Anggota KPI RI Nuning Rodiyah mengatakan publikasi itu bisa digunakan oleh KPI maupun Badan Pengawas Pemilu (Bawaslu) sebagai rujukan untuk memberi sanksi kepada kontestan pemilihan maupun media apabila melakukan penayangan materi publikasi yang berbeda dengan yang sebelumnya telah direncanakan.
"KPI memberikan masukan untuk KPU agar meng-upload media plan di website. Ditayangkan media mana saja, frekuensinya, berapa spot, dan sebagainya. Agar semua orang bisa mengakses. Pasang di TV ini jam sekian, jam sekian, berapa kali. Sehingga kami kasih info ini ke pemantau dan analis kami untuk ngecek jika ada perbedaan dan penambahan di luar yang dijadwalkan," kata Nuning pada forum Evaluasi Kampanye Pilkada Serentak 2017 yang diikuti oleh 25 KPU provinsi, di Jakarta, Kamis (15/6).
"Nah informasi itu akan menjadi input bagi kami dan Bawaslu, KPU untuk melakukan teguran. Bisa menegur televisi, bisa menegur pasangan calon. Sehingga ke depan ini bisa diawasi dengan ketat," lanjut dia.
Hal itu berkaca pada penyelenggaraan Pilkada DKI Jakarta 2017 lalu, di mana televisi tidak menayangkan iklan kampanye dari masing-masing pasangan calon dengan frekuensi yang sama.
"Karena temuan kami banyak, dan ini tidak hanya oleh salah satu stasiun TV. Contohnya kemarin di salah satu TV penayangan iklan calon A 13 kali, calon B 7 kali, calon C 11 kali, ini kan sudah menyalahi aturan. Karena harusnya KPU itu pasangnya semua pasangan calon tujuh kali," ujar Nuning.
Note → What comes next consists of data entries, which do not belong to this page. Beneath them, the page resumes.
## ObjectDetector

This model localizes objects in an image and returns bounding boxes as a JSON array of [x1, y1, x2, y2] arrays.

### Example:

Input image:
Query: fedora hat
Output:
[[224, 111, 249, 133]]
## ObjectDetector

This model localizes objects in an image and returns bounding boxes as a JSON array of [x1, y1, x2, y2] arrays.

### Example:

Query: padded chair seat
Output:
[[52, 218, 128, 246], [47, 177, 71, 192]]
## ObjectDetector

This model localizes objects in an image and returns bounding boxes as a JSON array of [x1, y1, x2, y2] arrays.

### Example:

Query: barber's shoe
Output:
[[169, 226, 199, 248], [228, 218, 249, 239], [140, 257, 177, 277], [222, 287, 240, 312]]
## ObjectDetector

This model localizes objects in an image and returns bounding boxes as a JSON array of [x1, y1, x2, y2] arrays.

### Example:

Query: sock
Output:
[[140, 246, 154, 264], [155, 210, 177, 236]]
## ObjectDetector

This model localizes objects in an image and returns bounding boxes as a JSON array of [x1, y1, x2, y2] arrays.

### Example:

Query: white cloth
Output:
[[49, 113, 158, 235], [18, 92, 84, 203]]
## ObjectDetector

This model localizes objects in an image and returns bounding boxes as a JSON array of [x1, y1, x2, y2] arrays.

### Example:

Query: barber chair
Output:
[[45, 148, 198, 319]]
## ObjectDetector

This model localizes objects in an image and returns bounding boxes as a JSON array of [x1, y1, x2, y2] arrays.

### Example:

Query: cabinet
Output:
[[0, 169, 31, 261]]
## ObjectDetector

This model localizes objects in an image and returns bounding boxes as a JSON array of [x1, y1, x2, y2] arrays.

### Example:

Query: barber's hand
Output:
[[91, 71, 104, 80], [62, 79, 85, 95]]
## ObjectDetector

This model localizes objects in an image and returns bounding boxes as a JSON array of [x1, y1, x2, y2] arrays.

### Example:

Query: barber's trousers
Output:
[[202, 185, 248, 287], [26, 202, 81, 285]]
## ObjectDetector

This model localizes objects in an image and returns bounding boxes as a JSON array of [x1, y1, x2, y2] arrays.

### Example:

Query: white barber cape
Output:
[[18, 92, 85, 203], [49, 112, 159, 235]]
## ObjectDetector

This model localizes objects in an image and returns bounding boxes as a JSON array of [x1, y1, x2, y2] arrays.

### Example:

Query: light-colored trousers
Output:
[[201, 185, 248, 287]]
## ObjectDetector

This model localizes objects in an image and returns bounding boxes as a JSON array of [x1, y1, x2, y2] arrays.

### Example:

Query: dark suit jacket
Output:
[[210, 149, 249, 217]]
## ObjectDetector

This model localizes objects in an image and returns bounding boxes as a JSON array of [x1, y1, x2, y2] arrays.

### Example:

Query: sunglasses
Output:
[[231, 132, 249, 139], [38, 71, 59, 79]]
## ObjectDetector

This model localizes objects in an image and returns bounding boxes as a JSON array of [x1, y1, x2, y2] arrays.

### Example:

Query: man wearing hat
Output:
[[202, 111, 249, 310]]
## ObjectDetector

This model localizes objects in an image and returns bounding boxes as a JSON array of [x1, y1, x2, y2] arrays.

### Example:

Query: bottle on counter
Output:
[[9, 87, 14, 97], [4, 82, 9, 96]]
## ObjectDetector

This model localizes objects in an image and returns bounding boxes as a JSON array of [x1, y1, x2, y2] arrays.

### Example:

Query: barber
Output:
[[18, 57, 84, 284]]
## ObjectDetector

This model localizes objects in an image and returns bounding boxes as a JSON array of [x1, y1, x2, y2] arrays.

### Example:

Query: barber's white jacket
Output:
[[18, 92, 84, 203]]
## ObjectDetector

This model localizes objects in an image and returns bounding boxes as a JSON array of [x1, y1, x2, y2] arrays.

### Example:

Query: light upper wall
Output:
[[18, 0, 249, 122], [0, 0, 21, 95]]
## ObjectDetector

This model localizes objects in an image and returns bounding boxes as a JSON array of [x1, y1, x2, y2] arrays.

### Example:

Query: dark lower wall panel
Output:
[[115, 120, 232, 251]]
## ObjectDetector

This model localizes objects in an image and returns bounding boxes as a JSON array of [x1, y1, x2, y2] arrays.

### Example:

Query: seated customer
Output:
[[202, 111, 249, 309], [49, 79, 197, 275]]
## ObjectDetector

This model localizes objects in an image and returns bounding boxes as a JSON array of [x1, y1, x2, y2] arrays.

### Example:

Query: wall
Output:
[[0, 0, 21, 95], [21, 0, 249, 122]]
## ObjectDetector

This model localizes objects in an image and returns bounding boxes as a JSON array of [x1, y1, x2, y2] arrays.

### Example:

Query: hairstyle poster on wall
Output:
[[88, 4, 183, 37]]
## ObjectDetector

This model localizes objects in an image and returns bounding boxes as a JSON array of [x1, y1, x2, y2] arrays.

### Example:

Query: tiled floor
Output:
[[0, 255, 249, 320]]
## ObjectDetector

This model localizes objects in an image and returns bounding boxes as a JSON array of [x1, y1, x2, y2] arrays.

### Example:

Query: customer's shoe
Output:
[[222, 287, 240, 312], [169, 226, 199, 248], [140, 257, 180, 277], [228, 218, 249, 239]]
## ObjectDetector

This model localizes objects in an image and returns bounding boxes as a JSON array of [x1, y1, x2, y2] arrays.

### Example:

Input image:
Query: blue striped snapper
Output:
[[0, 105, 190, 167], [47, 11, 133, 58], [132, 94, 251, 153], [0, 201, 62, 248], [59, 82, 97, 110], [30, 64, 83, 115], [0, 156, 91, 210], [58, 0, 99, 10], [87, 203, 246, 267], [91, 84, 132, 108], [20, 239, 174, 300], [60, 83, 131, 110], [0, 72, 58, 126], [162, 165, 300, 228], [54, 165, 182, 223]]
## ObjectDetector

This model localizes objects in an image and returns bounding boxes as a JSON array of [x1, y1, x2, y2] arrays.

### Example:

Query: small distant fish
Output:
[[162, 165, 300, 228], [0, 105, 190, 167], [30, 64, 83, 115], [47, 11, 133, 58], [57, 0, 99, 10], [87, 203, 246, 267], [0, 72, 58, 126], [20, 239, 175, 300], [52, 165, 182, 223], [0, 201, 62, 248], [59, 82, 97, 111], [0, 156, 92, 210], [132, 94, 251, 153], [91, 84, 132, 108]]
Nuning mengindikasikan, perbedaan frekuensi penayangan iklan kampanye tersebut bisa dipengaruhi oleh kedekatan pasangan calon dengan kepemilikan media. Selain itu, ia juga berpendapat hal itu dipengaruhi oleh oknum yang melakukan pendekatan-pendekatan kepada media, sehingga pihaknya mendapat porsi tambah.
"Penambahan frekuensi penayangan oleh oknum ini, bisa jadi oleh partai politik, bisa jadi tim sukses, bisa jadi TV yang bersangkutan. Ada permainan untuk nambah insert, lobi sama TV dan sebagainya, atau tim marketingnya TV main-main, bisa jadi juga karena TV yang punya afiliasi kepada pasangan calon tertentu, sehingga frekuensinya ditambahi sendiri," ujar Nuning.
Untuk menjaga ketenangan suasana dalam penyelenggaraan pemilihan, Nuning meminta lembaga penyiaran untuk berkomitmen menjaga independensi, keberimbangan, non diskriminatif, serta proporsional sesuai kaidah dan prinsip jurnalistik.
"Untuk pemberitaan, kita meminta kepada lembaga penyiaran untuk komitmen menjaga independensi, menegakkan prinsip-prinsip jurnalistik, keberimbangan dan proporsional, dan tidak mendiskreditkan kelompok tertentu," tukasnya dilansir dari laman KPU.